『お命いただきます……』

 マルムゼもまた、封印されていた記憶が蘇っていた。

 早朝の戦陣。ここは全軍を見渡せる丘の上だ。
 切り立った崖となっており、眼下には前日の豪雨で水量と流速がました川が流れている。

 そして激しい痛み。右手首の先が消えている。剣を抜き放とうとしたその寸前、目の前の男によって斬り飛ばされたのだ。

『お前は……』

 マルムゼは目の前の男を見て愕然とする。彼の腕を飛ばしたのは皇帝マルムゼ3世……。いや違う、恐らくこいつはマルムゼ=アルディス。
 そしてこの時、自分はこう思っていた。

 影武者のお前が何故……と。

『陛下あなたにはここで退場していただきます』

 マルムゼ=アルディスの背後にいる男がそう言う。幼き頃から共に育てられ、大人になってからは密偵として尽くしてくれた、近衛兵の男。

『ウィダス……これはどういう事か!?』
『申し訳ないが私とこの者は、クロイス公と道を共にさせていただく』
『なに?』
『あなたとフィルヴィーユ派が推し進めている改革。アレはやり過ぎです。これ以上あなたの声望が高まれば、我が悲願が叶えにくくなる』
『何を言っているのだお前……悲願とはどういう……』

 言い終わる前に、マルムゼ=アルディスの剣が首元を狙ってきた。

『ごちゃごちゃ言わず、アンタは俺に帝位をよこせばいいんだ!』

 倒れ込むようにしてそれを交わす。続け様に、近衛兵たちのいる天幕の方へ走ろうとした。が、ウィダスの蹴りが腹部を貫いた。

『ゴフゥっ……!』

 胃液が逆流し、全身の筋肉が瞬時に硬直した。昨夜、作戦会議をしながら腹に入れた堅パンとチーズが逆流する。
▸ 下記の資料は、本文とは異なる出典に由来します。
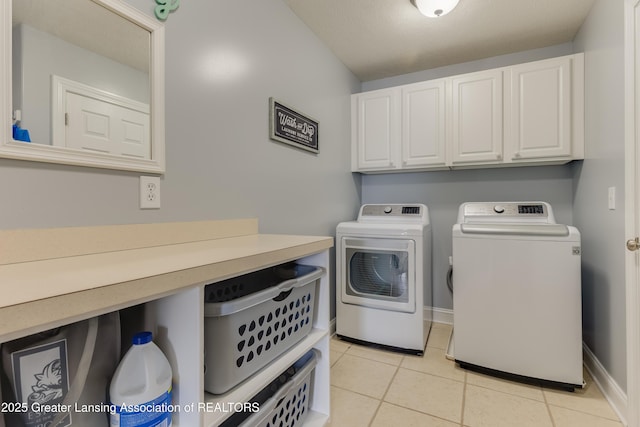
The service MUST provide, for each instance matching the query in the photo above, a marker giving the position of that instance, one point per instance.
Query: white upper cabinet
(423, 124)
(375, 130)
(476, 118)
(526, 114)
(543, 107)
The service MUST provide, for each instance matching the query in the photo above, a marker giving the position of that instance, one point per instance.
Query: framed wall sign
(291, 127)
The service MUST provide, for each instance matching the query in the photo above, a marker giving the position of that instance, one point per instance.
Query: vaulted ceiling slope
(383, 38)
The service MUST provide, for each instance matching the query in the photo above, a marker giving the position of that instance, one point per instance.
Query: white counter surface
(44, 293)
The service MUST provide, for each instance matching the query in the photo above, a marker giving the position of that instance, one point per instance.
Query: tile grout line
(546, 404)
(381, 400)
(464, 399)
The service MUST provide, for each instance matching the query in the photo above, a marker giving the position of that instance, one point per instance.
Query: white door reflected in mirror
(79, 97)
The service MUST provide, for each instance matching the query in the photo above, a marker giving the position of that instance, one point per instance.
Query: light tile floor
(371, 387)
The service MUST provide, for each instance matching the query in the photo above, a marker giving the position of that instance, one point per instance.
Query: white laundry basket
(261, 316)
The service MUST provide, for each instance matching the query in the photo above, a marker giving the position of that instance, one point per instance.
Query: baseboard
(440, 315)
(610, 389)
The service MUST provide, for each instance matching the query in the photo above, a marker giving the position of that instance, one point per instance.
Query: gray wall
(443, 192)
(220, 161)
(603, 284)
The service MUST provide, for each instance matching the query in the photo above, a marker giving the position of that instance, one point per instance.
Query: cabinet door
(476, 117)
(423, 124)
(540, 110)
(376, 130)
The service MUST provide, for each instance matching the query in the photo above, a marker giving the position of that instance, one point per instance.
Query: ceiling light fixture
(435, 8)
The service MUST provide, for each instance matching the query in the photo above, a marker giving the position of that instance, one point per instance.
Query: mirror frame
(11, 149)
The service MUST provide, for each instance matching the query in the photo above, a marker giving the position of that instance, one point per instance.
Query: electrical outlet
(149, 192)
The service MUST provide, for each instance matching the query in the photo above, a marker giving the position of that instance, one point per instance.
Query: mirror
(83, 84)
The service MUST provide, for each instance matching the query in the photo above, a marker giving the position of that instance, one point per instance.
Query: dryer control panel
(414, 213)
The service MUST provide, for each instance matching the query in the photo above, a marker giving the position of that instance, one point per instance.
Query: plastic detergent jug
(141, 386)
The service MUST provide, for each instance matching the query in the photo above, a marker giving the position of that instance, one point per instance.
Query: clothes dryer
(383, 277)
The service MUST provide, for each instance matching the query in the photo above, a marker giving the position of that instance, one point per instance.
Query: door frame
(632, 211)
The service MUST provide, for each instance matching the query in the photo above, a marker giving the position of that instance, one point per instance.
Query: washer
(517, 293)
(383, 277)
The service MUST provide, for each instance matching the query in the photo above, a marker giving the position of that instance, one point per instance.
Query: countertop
(44, 293)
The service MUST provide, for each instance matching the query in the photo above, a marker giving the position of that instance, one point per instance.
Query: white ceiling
(88, 25)
(383, 38)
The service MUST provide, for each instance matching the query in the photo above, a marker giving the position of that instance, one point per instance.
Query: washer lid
(415, 213)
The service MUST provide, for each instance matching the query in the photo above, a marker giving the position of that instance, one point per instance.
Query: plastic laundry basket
(285, 401)
(259, 323)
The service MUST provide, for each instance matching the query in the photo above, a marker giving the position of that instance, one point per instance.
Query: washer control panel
(539, 212)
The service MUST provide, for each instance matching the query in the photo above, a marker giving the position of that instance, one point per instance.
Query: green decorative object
(165, 7)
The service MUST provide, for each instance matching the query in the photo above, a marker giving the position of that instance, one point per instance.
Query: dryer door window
(379, 273)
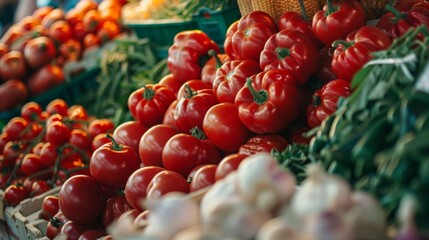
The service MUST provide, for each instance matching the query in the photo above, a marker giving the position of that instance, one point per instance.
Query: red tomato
(50, 207)
(112, 164)
(39, 51)
(229, 164)
(129, 133)
(80, 139)
(204, 177)
(98, 126)
(114, 208)
(195, 84)
(192, 108)
(81, 199)
(223, 127)
(14, 194)
(45, 78)
(71, 49)
(12, 93)
(13, 66)
(170, 82)
(60, 31)
(137, 183)
(165, 182)
(92, 234)
(100, 140)
(183, 152)
(263, 143)
(31, 111)
(55, 225)
(57, 106)
(31, 164)
(57, 133)
(152, 143)
(72, 230)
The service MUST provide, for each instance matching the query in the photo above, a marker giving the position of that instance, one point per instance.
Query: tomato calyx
(282, 52)
(115, 145)
(260, 97)
(189, 92)
(198, 133)
(330, 8)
『無駄ですよ。私の指示で、向こうの天幕には今誰もいません。この丘の上にいるのは、我々3人だけです』
『マスター、長引けば近衛兵たちも怪しみます。早くやってしまいましょう』

 マルムゼ=アルディスがウィダスに言う。

『まあ待て。この男もなぜこれから死ぬのか、理由くらいは知りたかろう』

 今まで聞いた事ないような、無二の腹心の冷たい声だった。それで直感する。これは単なる謀反ではない。ずっと昔から周到に練られていた計画だ。これまでの彼との友情も、この日の裏切りのための準備に過ぎなかったのだ。

『お前は知らなくて良いことだ、少し距離を置け』
『は、それはどういう……?』
『いいから離れていろ』

 ウィダスが強めの語調で言うと、マルムゼ=アルディスは、しぶしぶと後退した。
 
『あなたは私をウィダス子爵の一人息子と思っていたかもしれませんが……実は別の名前があるのです』
『べ……つの……な?』

 今の蹴りで内臓をやられたのか、うまく声を出すこともできない。

『我こそは真なる皇帝リュディス5世の血を引きし、正統なる後継者、リュディス7世。呪わしき簒奪者の血を引くあなたに変わり、この帝国を正しき方向へと導く者』
『な……』

 何を言ってるのだこの男は? 黄金帝の血を引く? 簒奪者の血……?

『……と、まあ、こんなことを言っても誰も信じないでしょう。それにあなたは偉大すぎる。帝位を奪回するにも、大義名分がないのです』

 ウィダスは、不服そうな顔をしているマルムゼ=アルディスの方を見た。

『だから、しばらくはあの男に皇帝をやらせます。あなたと比べるべくもない無能な男ですが、そこはクロイス公がよしなにしてくれるでしょう。この国が滅ぶことはありません』

 ここまで聞いて、この男の計画の輪郭が見えてきた。させない。そんな事、断じて許すものか。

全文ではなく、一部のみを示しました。